When a woman from Ebon failed to deliver a child her husband speared her and threw her into the ocean. She did not die but drifted to a sandbank where she lived in the shadow of a tree trunk.

Some time later this woman gave birth to a son and a coconut. As the son grew so too did the coconut - it sprouted and grew into a tree. The mother prevented the boy from eating the tree, and when nuts formed she had him make sennit from the husks of the nuts.

From another bunch of nuts they saved the shells of the coconut to make containers to collect palm syrup, wrapping the shells with sennit and hanging them to collect the sap. Also at his motheržs instructions, the boy made a fish trap out of the ariel roots of a Pandanus tree and caught a sea cucumber (holothurian).
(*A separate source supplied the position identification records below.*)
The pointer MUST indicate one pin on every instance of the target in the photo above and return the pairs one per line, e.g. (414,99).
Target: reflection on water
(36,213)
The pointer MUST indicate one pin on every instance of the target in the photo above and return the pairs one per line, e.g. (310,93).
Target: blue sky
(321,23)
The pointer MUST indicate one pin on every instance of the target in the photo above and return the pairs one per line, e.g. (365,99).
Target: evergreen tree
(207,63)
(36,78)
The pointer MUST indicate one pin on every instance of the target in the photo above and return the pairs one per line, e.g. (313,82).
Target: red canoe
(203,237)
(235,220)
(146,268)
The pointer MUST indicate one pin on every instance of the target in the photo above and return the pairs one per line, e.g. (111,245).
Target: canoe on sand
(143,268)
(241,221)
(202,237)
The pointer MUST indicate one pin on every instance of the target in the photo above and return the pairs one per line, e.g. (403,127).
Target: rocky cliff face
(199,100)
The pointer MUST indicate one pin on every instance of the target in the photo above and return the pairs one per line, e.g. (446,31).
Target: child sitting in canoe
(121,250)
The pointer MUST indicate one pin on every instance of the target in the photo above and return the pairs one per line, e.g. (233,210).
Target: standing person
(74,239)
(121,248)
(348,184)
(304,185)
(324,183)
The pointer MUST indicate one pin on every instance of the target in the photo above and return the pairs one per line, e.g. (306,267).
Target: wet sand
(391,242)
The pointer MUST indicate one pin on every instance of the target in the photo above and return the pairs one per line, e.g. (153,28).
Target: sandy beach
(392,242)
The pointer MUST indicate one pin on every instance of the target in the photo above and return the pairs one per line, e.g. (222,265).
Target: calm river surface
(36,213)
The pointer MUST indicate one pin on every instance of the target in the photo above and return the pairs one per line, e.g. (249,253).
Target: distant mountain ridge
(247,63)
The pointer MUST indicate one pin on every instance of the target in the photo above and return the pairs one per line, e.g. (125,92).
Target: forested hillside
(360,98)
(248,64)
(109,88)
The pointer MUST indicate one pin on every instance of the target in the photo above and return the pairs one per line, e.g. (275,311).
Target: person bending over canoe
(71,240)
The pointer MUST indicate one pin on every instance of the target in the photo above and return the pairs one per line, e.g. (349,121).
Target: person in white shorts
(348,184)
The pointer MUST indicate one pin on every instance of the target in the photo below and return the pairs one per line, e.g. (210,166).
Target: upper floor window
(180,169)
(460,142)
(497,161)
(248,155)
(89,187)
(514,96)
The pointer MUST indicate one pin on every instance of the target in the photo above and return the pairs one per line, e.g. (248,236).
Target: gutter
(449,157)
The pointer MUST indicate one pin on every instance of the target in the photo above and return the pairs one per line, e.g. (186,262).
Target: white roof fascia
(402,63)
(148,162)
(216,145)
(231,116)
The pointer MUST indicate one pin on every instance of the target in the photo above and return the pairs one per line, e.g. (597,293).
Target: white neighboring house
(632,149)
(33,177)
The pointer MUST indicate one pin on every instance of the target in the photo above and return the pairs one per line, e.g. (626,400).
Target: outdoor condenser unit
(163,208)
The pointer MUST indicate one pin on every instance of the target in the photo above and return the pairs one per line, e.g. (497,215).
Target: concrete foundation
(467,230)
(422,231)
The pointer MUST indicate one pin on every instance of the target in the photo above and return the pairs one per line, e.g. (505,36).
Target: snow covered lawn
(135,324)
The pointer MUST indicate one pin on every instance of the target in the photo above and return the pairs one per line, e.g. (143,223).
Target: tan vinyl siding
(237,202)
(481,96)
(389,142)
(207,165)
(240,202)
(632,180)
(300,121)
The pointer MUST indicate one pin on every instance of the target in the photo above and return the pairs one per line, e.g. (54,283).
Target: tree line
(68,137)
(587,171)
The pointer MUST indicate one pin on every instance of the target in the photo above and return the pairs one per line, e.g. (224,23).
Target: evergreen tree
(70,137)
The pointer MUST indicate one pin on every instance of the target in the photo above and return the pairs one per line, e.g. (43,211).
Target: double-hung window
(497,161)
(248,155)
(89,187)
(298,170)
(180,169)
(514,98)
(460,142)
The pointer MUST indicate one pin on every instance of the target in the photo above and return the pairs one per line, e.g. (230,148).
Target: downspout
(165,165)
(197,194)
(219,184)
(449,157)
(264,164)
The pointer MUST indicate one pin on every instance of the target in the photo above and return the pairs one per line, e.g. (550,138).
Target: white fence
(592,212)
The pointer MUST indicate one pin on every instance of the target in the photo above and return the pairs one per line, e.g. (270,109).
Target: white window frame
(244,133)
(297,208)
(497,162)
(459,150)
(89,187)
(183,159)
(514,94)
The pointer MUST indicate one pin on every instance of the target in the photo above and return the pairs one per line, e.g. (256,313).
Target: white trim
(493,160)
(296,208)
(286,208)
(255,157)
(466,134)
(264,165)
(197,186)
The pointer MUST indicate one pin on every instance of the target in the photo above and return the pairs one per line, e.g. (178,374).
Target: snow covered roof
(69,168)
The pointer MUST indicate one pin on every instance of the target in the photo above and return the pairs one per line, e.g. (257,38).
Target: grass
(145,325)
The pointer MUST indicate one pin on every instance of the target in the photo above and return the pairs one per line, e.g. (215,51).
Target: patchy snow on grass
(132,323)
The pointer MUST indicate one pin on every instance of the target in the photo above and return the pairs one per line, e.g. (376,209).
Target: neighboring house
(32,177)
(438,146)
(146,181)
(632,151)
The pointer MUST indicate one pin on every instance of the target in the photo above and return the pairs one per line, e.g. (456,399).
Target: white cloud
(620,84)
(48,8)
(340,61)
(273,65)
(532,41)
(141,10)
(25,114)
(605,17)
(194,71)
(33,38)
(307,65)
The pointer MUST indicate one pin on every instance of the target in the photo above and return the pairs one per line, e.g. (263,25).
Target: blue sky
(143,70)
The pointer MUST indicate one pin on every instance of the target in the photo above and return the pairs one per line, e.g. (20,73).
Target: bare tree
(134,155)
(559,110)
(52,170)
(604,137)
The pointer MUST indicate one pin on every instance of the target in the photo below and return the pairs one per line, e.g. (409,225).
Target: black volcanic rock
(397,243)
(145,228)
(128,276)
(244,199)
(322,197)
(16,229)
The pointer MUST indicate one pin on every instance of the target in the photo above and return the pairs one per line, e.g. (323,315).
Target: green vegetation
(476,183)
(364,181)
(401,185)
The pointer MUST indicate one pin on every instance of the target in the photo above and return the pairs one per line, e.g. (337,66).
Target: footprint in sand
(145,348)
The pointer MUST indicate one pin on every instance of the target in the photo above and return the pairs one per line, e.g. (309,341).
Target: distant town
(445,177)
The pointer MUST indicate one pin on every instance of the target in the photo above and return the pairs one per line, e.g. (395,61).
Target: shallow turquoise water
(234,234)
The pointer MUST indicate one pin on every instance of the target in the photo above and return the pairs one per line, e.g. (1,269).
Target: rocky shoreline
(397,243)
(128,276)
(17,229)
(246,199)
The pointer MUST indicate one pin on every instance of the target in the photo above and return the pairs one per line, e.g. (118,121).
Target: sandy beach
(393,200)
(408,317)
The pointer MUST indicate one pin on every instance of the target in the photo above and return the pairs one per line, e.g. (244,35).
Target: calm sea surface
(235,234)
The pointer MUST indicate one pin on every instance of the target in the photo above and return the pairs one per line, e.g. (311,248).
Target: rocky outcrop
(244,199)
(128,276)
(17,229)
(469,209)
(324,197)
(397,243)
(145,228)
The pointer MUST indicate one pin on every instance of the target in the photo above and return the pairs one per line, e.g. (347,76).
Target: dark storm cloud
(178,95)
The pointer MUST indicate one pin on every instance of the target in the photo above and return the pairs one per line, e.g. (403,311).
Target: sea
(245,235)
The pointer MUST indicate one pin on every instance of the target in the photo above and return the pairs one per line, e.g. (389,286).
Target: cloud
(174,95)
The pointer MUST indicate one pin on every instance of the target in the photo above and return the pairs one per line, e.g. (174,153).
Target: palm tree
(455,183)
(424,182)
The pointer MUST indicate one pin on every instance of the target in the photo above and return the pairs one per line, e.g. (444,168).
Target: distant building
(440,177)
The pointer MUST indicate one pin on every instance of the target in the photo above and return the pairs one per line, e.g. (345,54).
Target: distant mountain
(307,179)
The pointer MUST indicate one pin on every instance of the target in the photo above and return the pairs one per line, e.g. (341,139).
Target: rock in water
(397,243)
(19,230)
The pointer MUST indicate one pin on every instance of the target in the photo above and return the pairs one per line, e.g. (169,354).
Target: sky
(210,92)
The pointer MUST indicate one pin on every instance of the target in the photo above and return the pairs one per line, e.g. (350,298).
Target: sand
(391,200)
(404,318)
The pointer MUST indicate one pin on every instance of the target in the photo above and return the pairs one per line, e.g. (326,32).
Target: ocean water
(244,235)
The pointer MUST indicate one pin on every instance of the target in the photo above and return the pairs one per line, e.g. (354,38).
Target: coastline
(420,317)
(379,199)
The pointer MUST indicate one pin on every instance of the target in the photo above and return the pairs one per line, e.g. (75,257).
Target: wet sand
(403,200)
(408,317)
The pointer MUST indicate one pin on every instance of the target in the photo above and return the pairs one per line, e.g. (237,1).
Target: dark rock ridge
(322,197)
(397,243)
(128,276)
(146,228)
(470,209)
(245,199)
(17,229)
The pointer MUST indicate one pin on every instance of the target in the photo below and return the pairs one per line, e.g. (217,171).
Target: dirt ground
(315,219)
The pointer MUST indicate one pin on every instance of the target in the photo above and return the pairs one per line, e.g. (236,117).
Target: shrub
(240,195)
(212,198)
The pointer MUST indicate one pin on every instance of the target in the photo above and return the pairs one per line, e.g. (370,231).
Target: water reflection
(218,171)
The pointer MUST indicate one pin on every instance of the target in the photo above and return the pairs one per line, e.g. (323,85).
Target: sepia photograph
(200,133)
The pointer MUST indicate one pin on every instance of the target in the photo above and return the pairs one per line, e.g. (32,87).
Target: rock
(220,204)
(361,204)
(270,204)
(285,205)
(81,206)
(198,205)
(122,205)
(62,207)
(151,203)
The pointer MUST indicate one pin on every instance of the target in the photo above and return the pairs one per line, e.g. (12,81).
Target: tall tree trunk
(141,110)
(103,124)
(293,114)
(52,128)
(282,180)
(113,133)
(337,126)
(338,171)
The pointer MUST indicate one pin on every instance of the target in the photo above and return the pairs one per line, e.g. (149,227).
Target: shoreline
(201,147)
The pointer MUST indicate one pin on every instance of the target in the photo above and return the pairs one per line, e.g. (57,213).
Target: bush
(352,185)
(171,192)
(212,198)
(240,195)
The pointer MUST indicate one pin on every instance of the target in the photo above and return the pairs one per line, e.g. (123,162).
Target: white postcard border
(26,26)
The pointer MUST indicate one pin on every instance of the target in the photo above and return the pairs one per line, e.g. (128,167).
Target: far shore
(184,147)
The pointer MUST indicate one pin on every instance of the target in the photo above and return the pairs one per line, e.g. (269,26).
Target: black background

It was then that two brothers of the woman came looking for her. The boy gave them drinking coconuts. The brothers ordered him to take the sea cucumber he had caught to different parts of the islet, and once at each spot, to step on it. Each time he did this he would lift up the sea cucumber and there would appear many growing coconut trees, Pandanus trees and breadfruit trees. Then, when he stepped on it in the ocean, many fish appeared.

The brothers returned home, leaving their sister and her son at Moniak. Moniak is now the most fruitful islet anywhere on Ebon.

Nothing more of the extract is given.